Author | : Donald J. Usner |
Publisher | : |
Total Pages | : 0 |
Release | : 2016 |
Genre | : Photography |
ISBN | : 9780890136171 |
Download ¡Órale! Lowrider Book in PDF, ePub and Kindle
Millicent Rogers assembled a stellar collection of Navajo, Zuni, Hopi, and Pueblo jewelry during the late 1940s and early 1950s, creating the basis of Taos's Millicent Rogers Museum.
Author | : Charles M. Tatum |
Publisher | : Greenwood |
Total Pages | : 0 |
Release | : 2011-07-22 |
Genre | : Social Science |
ISBN | : 0313381496 |
Download Lowriders in Chicano Culture Book in PDF, ePub and Kindle
Much like rap music and ethnic foods, Chicano lowrider culture has become sufficiently widespread in recent decades to almost be considered "mainstream." Those outside of lowriding may not realize that this cultural phenomenon is not the result of a recent fad--it originated in the pre-World War II era and has continued to grow and evolve since then. This book shows readers how this expressive culture fits within the broader context of Chicano culture and how lowriding reflects the social, artistic, and political dimensions of America's fastest-growing ethnic group.

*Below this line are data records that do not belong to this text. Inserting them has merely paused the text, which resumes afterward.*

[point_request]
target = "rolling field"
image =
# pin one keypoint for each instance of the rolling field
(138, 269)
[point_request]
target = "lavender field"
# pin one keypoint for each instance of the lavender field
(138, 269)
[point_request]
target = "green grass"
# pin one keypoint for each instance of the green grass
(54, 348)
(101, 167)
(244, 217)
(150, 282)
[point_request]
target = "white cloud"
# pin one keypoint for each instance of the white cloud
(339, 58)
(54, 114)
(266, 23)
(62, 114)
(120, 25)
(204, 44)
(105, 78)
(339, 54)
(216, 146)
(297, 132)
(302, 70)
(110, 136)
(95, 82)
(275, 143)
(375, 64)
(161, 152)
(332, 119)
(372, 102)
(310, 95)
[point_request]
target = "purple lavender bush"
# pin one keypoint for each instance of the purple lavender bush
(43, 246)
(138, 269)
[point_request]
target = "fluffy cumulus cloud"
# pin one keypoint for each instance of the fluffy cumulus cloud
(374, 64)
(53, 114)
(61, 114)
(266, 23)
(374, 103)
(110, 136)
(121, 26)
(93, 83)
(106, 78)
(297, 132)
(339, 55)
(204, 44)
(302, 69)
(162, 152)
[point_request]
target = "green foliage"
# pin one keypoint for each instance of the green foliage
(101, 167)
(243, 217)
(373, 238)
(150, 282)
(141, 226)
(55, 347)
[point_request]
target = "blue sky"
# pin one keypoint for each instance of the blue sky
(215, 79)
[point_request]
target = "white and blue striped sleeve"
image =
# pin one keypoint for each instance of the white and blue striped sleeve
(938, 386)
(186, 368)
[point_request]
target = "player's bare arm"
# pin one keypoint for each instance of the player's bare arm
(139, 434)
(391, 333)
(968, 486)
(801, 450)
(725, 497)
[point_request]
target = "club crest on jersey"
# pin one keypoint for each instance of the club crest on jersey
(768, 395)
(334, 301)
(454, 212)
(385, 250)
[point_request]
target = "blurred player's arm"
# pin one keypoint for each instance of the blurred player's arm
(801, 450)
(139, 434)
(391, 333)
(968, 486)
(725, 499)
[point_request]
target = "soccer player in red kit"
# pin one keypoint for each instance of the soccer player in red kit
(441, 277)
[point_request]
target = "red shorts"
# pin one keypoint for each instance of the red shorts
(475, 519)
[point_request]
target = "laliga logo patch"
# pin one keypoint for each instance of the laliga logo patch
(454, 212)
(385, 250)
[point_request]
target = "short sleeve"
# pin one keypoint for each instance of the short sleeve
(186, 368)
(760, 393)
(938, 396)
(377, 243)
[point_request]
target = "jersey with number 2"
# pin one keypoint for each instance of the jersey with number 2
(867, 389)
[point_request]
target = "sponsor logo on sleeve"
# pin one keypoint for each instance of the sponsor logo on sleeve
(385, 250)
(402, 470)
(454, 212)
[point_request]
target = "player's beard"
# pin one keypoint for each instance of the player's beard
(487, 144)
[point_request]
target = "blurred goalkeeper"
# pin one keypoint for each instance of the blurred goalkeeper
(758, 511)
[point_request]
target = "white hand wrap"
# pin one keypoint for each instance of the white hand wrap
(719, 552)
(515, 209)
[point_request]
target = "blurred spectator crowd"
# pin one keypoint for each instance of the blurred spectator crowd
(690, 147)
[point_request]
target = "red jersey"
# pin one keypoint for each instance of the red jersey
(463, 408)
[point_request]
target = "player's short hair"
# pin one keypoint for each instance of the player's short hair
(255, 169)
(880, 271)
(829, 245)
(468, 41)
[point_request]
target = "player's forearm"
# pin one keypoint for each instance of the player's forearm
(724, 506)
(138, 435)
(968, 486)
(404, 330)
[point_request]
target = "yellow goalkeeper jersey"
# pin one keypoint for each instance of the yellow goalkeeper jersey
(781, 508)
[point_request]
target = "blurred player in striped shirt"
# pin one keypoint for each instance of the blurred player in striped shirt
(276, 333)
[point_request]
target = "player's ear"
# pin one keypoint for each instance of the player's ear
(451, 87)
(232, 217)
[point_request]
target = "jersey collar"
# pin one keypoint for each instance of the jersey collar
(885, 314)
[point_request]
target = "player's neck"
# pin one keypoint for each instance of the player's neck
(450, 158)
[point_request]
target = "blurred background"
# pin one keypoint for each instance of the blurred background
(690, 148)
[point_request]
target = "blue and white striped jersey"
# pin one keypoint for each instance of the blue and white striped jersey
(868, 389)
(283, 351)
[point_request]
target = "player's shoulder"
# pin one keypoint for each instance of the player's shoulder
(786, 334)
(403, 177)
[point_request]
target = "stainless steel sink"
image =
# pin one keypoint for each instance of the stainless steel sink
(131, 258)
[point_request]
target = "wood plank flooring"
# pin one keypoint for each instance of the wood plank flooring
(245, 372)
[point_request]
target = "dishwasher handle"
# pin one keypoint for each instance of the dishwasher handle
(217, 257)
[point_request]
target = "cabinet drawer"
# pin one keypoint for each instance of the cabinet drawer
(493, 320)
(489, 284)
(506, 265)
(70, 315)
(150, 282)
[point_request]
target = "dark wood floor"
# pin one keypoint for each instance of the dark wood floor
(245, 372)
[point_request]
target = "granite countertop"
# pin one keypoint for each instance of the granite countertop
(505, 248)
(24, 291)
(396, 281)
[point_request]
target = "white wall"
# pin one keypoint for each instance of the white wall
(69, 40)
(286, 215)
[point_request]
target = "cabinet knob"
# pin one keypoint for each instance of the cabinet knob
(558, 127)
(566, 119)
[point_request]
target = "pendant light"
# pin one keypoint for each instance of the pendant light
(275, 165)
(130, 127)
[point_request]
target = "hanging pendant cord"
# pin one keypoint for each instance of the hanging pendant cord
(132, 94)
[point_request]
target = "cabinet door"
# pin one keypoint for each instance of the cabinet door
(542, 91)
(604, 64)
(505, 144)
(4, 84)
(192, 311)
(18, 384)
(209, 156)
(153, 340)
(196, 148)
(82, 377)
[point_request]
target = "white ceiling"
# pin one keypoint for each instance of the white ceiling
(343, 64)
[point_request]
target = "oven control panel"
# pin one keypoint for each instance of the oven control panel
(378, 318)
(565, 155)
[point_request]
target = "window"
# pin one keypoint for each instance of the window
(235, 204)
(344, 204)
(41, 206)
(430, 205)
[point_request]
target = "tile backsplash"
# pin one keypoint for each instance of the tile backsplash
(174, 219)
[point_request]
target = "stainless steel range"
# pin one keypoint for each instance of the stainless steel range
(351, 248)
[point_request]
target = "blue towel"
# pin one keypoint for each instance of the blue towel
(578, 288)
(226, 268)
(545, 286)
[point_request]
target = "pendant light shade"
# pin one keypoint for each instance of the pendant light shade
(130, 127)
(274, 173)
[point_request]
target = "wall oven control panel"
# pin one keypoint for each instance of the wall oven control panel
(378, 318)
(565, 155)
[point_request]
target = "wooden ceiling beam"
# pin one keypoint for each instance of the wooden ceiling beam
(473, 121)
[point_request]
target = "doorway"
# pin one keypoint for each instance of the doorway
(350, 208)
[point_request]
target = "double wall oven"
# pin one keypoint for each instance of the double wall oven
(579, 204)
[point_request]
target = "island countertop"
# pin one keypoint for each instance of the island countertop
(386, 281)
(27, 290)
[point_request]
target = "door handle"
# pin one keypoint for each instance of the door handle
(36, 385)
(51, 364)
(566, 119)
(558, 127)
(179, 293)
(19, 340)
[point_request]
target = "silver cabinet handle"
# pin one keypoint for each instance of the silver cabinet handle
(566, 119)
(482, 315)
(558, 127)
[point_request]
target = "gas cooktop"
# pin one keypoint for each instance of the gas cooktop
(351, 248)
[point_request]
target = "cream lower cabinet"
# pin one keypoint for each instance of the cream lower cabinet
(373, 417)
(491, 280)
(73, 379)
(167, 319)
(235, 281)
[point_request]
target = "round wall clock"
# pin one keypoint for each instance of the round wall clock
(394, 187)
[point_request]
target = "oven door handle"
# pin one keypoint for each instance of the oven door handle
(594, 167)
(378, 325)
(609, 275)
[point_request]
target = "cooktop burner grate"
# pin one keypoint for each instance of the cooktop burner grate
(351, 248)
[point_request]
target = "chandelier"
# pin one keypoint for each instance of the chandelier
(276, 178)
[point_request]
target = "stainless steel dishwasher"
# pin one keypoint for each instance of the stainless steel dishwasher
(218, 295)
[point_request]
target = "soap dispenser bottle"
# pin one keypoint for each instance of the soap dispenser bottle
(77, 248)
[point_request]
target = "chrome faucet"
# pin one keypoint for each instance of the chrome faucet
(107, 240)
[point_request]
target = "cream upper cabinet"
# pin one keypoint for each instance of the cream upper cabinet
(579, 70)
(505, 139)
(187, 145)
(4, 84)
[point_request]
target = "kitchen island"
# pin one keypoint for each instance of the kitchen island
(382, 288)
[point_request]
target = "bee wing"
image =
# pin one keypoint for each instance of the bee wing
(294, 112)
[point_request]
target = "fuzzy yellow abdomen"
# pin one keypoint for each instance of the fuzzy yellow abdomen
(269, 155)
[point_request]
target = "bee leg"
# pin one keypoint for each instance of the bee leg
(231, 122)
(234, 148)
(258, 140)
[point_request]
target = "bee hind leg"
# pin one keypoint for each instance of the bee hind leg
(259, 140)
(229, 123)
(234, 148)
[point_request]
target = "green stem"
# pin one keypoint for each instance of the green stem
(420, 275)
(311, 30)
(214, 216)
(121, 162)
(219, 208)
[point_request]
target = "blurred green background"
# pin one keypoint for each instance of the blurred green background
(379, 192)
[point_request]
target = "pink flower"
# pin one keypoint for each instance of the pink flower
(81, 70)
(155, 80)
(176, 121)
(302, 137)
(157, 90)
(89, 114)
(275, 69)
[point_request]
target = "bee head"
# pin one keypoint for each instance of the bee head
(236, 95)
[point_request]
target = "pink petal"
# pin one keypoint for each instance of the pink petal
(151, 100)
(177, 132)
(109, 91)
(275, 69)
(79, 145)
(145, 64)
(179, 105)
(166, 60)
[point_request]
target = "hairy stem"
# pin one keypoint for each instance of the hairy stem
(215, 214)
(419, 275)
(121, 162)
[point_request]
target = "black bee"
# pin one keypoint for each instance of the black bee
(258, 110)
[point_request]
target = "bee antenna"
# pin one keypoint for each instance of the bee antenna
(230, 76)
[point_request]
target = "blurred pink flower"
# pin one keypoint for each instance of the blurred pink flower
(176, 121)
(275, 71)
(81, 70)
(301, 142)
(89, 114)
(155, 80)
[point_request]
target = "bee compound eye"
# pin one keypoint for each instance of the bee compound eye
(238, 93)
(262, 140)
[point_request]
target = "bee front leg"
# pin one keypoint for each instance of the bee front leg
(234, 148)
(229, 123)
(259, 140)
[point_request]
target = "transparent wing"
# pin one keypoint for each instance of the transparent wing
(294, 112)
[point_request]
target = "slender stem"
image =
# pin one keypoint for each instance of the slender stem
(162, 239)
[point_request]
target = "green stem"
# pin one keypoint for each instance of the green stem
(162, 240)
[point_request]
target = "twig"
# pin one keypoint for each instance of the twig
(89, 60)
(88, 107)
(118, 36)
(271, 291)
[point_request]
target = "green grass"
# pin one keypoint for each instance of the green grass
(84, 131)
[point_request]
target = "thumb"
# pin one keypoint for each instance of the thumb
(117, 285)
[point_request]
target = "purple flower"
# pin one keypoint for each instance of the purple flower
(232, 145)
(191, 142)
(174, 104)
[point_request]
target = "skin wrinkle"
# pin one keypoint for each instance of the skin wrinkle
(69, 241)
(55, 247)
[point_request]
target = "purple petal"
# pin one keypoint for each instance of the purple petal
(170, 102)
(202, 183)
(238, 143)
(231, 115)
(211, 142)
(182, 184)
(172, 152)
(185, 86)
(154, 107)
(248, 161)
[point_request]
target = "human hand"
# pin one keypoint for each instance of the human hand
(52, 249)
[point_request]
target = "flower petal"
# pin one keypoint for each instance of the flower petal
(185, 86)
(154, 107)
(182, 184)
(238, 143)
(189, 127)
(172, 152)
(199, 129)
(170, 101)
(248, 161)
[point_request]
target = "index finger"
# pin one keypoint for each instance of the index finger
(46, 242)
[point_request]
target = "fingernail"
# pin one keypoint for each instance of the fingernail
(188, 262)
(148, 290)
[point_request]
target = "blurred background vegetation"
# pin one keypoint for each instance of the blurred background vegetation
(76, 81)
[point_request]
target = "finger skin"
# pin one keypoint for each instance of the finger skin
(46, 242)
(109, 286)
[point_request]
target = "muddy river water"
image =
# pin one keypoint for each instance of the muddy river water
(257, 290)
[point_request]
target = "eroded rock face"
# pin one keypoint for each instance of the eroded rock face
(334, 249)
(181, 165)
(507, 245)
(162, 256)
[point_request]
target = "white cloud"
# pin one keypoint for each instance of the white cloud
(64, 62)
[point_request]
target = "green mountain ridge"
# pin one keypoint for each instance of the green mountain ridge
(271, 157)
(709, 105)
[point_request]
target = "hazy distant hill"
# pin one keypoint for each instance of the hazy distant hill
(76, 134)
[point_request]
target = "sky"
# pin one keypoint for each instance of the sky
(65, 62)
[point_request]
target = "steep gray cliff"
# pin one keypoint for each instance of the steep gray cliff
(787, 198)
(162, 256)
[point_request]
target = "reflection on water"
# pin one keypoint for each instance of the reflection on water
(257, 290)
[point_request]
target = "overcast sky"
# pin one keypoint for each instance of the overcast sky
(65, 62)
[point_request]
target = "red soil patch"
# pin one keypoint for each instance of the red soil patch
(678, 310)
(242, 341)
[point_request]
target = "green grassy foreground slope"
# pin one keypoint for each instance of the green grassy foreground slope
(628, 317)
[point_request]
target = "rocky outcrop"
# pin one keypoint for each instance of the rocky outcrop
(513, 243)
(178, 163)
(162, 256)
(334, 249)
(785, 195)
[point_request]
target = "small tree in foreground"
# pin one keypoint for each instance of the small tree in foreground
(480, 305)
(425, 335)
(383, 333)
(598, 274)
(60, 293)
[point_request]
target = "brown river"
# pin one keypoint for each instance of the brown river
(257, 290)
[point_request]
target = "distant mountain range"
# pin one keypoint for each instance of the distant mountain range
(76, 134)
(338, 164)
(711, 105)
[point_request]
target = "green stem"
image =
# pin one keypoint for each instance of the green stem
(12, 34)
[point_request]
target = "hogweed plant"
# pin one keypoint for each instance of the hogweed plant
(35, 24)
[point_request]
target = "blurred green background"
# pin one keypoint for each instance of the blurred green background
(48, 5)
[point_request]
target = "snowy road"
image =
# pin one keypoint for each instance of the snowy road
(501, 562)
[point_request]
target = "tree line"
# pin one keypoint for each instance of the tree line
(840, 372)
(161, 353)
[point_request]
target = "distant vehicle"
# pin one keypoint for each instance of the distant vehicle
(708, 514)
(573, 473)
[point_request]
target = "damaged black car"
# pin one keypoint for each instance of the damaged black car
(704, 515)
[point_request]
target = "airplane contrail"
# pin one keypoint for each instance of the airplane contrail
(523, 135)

Author | : George Lipsitz |
Publisher | : U of Minnesota Press |
Total Pages | : 330 |
Release | : 1997 |
Genre | : Mass media |
ISBN | : 9781452905785 |
Download Time Passages Book in PDF, ePub and Kindle
Author | : Mona Ruiz |
Publisher | : Arte Publico Press |
Total Pages | : 292 |
Release | : 2005-04-30 |
Genre | : Biography & Autobiography |
ISBN | : 9781558854550 |
Download Two Badges Book in PDF, ePub and Kindle
The author describes how she went from a gang member, married to an abusive husband, and on welfare to becoming a member of the Santa Ana police force.